I should also point out that we routinely change the name of the comment posting form so that the URL for posting a comment also changes, and we do that to thwart exactly this kind of comment spam. When this happened yesterday we tailed our httpd log, and we saw the spammer going directly to that file and URL, which means that the spammer had already discovered our newest file name and URL. This leads us to suppose that part of the reason we are all seeing an uptick in manually posted comment spam may be because there is an advance spammer group who is out manually discovering the file names and URLs of comment forms.

As always, whenever the forces of good find a new way to thwart spam – be it email or comment spam – the forces of evil catch up, and the cycle starts all over again.

Now, I will confess here that we had not yet upgraded to the newest version of WordPress – WordPress 2.5. I also don’t know if it would have made a difference or not, but among the other things we did to counter this spam attack, we upgraded to 2.5. Even if there isn’t anything in 2.5 which directly addresses this hack, we know that we have the latest and greatest in WordPress security by having upgraded.

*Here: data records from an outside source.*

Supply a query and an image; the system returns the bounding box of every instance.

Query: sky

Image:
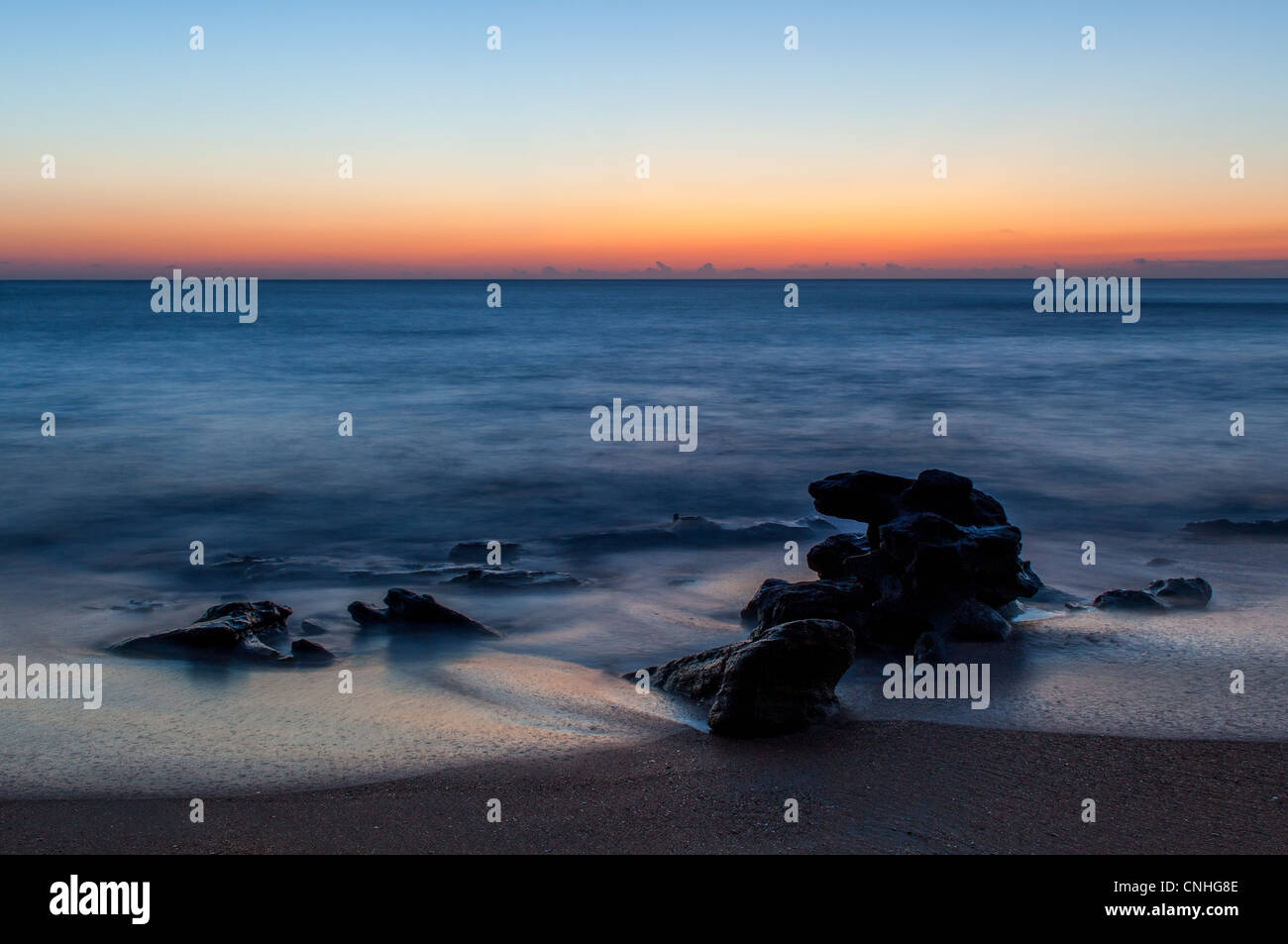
[0,0,1288,278]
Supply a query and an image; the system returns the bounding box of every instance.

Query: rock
[1149,577,1212,608]
[805,535,872,579]
[447,567,583,589]
[558,514,836,554]
[1091,577,1212,612]
[808,469,1006,545]
[641,619,854,738]
[349,587,501,636]
[291,639,335,664]
[741,579,863,630]
[1091,589,1166,610]
[111,600,291,662]
[944,600,1012,640]
[1181,518,1288,540]
[447,541,523,564]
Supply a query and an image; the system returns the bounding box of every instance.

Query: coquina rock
[111,600,291,662]
[743,469,1042,651]
[636,619,854,738]
[349,587,501,636]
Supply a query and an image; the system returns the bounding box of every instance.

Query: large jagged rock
[743,469,1042,649]
[349,587,501,636]
[742,579,863,630]
[447,567,585,589]
[636,619,854,738]
[808,469,1006,545]
[111,600,291,662]
[447,541,523,567]
[291,639,335,665]
[1091,577,1212,612]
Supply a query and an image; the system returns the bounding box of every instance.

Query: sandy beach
[0,721,1288,854]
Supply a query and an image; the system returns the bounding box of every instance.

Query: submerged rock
[1091,589,1167,610]
[349,587,501,636]
[447,567,584,589]
[111,600,291,662]
[1149,577,1212,608]
[557,514,836,553]
[805,535,872,579]
[743,469,1042,652]
[741,579,863,630]
[1181,518,1288,540]
[641,619,854,738]
[1091,577,1212,610]
[808,469,1006,544]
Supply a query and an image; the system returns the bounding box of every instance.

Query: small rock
[349,587,501,636]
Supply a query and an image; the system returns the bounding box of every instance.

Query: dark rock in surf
[349,587,501,636]
[1091,589,1167,610]
[743,469,1042,652]
[636,619,854,738]
[805,535,872,579]
[447,541,523,566]
[808,469,1006,545]
[111,600,291,662]
[741,579,863,630]
[557,514,836,554]
[1181,518,1288,541]
[1092,577,1212,612]
[447,567,584,589]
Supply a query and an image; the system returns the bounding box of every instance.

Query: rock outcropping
[625,469,1042,737]
[1091,577,1212,612]
[349,587,501,636]
[743,469,1042,652]
[111,600,291,662]
[636,619,854,738]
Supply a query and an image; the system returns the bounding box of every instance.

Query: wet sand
[0,720,1288,854]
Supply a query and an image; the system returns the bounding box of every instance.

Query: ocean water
[0,279,1288,793]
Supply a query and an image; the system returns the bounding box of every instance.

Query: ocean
[0,279,1288,794]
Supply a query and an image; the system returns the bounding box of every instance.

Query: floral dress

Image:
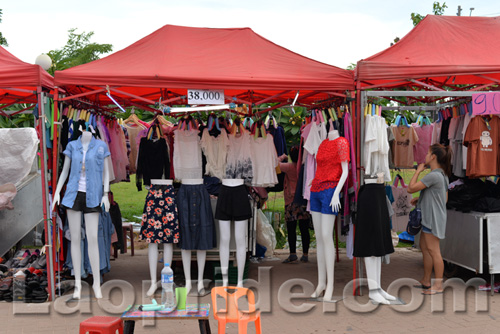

Then, we put into place the following suggestions, found over on Matt Cutts’ excellent blog. Those suggestions include securing your wp-admin directory and creating a dummy wp-content/plugins/index.html, so that which plugins you run becomes much more difficult to discover. While these suggestions were not made by Matt in the context of this hack (about which he may or may not have known), they are directly applicable to thwarting this hack. So, thank you, Matt!

So we’re back up and running, a little wearier, but a little wiser.

Of course, this had to happen while I was out of town – in fact, in the middle of nowhere. Thank goodness for my Verizon Wireless USB broadband modem, which kept me connected even while in the middle of the rockies, and allowed me to work with our dev team to trouble shoot this, and to download and install the 2.5 upgrade!